Site icon 101 Highland Lakes

2024 Locals Love Us Favorite Band: Alan Whitehead and The Western Playboys

Alan Whitehead and The Western Playboys serenade crowds across the Highland Lakes with their Texas tunes inspired by country music legends such as Waylon Jennings and Merle Haggard.

“It’s awesome to take something inanimate like a guitar and make something come out of it,” said Whitehead, lead vocalist and rhythm guitarist. “Writing songs is as fun as singing and performing them.”

The group’s unique yet familiar sound is exactly why it was voted Favorite Band by The Picayune Magazine readers and KBEY 103.9 FM Radio Picayune listeners in the 2024 Locals Love Us contest.

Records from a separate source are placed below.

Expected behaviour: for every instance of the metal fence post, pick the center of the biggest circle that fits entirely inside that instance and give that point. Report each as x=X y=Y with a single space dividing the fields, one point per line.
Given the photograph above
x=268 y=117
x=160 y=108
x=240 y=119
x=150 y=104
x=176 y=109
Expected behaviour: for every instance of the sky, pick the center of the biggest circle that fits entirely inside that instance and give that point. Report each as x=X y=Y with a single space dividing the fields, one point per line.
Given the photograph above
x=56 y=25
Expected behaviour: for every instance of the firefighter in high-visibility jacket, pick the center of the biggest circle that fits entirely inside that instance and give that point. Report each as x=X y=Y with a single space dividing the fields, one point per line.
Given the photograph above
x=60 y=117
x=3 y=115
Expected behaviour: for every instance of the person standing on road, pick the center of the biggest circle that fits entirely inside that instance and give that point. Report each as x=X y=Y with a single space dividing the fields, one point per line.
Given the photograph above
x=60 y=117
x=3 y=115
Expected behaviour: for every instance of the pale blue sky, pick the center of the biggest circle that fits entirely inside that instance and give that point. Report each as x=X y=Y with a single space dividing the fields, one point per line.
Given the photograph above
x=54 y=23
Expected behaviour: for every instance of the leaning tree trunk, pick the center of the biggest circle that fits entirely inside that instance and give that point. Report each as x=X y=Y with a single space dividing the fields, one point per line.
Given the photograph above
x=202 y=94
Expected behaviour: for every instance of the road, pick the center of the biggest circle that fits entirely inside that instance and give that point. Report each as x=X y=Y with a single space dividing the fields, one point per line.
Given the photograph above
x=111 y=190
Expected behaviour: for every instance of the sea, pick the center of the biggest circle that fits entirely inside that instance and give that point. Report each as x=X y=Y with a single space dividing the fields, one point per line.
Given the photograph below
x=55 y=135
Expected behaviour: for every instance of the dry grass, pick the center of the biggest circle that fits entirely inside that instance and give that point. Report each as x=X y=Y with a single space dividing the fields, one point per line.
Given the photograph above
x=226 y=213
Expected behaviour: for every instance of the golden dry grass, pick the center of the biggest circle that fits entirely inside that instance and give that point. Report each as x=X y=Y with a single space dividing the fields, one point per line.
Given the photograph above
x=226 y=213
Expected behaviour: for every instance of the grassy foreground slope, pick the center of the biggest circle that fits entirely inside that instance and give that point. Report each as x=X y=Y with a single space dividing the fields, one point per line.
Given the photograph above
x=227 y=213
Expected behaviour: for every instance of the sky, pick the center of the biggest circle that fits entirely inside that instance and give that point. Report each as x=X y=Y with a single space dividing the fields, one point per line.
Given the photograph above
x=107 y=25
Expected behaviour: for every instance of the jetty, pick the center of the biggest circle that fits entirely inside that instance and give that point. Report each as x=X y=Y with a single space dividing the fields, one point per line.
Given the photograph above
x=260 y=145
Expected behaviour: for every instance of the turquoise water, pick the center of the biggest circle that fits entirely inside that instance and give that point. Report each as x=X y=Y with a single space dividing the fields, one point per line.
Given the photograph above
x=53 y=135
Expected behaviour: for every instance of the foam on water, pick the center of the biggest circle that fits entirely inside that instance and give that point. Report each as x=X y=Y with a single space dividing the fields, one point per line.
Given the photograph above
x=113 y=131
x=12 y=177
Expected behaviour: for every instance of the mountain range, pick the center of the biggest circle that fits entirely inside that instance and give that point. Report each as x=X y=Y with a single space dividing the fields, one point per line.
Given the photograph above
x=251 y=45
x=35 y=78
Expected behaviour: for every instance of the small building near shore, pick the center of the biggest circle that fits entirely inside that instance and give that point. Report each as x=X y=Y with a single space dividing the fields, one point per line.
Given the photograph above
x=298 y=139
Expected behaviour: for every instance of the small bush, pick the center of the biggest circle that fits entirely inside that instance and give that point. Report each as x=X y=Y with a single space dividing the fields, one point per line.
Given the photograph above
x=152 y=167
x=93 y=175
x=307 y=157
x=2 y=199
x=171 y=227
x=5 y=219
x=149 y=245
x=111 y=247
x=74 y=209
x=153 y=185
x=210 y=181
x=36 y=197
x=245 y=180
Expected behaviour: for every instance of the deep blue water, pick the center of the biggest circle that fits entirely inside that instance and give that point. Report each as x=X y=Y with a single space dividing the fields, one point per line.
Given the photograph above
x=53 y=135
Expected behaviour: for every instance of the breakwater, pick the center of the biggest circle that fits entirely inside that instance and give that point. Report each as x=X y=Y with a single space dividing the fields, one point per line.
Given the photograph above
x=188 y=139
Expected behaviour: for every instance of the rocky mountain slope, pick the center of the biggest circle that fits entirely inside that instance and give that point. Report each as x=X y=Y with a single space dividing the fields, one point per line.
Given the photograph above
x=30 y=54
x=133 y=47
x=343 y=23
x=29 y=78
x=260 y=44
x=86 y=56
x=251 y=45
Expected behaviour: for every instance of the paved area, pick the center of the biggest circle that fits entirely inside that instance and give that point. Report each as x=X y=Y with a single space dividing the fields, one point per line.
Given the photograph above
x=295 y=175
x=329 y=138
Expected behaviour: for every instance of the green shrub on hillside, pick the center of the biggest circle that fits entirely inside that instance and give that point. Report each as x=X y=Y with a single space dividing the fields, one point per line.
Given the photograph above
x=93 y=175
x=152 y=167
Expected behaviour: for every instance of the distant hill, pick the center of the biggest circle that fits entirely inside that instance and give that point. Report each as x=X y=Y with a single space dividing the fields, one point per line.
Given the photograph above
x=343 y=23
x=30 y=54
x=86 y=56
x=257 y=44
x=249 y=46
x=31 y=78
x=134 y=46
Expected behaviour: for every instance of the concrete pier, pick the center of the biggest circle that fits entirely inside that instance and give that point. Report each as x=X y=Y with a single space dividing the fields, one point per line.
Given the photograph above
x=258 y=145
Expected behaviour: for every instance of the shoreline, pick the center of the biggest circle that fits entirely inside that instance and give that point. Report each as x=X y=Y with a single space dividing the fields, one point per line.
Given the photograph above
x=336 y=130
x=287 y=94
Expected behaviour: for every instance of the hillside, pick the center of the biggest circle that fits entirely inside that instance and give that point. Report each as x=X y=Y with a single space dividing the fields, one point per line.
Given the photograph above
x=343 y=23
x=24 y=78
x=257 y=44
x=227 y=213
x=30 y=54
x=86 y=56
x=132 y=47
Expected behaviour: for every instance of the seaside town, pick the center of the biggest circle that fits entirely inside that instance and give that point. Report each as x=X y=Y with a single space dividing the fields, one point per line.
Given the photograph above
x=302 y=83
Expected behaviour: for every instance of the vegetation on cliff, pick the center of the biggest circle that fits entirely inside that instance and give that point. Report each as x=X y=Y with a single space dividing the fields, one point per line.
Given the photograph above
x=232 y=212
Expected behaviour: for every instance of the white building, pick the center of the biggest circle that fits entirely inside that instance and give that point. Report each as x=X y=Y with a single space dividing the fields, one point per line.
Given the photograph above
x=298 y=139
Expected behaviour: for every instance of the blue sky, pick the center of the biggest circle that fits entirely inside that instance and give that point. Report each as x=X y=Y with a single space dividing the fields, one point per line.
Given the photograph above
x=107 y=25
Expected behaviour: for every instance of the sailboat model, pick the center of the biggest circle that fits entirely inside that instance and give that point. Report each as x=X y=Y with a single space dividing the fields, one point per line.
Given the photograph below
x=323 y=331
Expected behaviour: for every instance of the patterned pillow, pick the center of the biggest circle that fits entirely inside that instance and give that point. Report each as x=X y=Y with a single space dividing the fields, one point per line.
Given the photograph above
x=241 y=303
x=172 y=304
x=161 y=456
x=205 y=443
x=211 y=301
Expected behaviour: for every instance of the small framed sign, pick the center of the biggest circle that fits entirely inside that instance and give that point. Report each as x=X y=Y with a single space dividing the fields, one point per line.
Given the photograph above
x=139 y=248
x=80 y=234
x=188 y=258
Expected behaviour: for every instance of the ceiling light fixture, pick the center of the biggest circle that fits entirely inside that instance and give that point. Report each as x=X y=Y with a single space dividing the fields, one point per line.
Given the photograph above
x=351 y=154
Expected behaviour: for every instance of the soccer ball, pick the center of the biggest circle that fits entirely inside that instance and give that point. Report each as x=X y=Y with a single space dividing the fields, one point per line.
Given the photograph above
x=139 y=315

“We won two years ago,” Whitehead said. “It’s really an honor to win. To win it twice is even cooler.”

Whitehead got his start in music at about 20 years old.

“Everybody in my family, like my dad and my uncles, played,” he said. “I always thought it was cool, but I never could learn. My buddy came over one day and started playing his guitar. That’s when I said, ‘Alright, I guess I have to learn now.’”

The singer decided to form The Western Playboys after being invited on stage during a performance by Eddie Shell & The Not Guilties.

“I went to one of Eddie Shell’s Fourth of July picnics, and he told me to go up and play some songs with (his band),” Whitehead said. “I got the itch after that to put my own band together.”

The band’s name is an homage to Whitehead’s grandfather, who played around Austin in the 1950s.

“My grandad had a band in the ’50s that was pretty hot in Austin at the time called The Western Playboys,” Whitehead said. “We stole his name.”

Group members include Whitehead’s dad, Eddie, drummer Steven Maywald, and guitarist Derek Groves.

“I read something one time that said, ‘Three hours of playing with the wrong musicians can feel like three years, but the right ones can feel like three minutes,” Whitehead said. “That’s 100 percent true.”

Music is often an escape for the singer.

“When you’re locked in and everyone else is locked in and it sounds tight, it’s complete freedom,” he said. “You just don’t think about anything else but the moment. It’s really freeing.”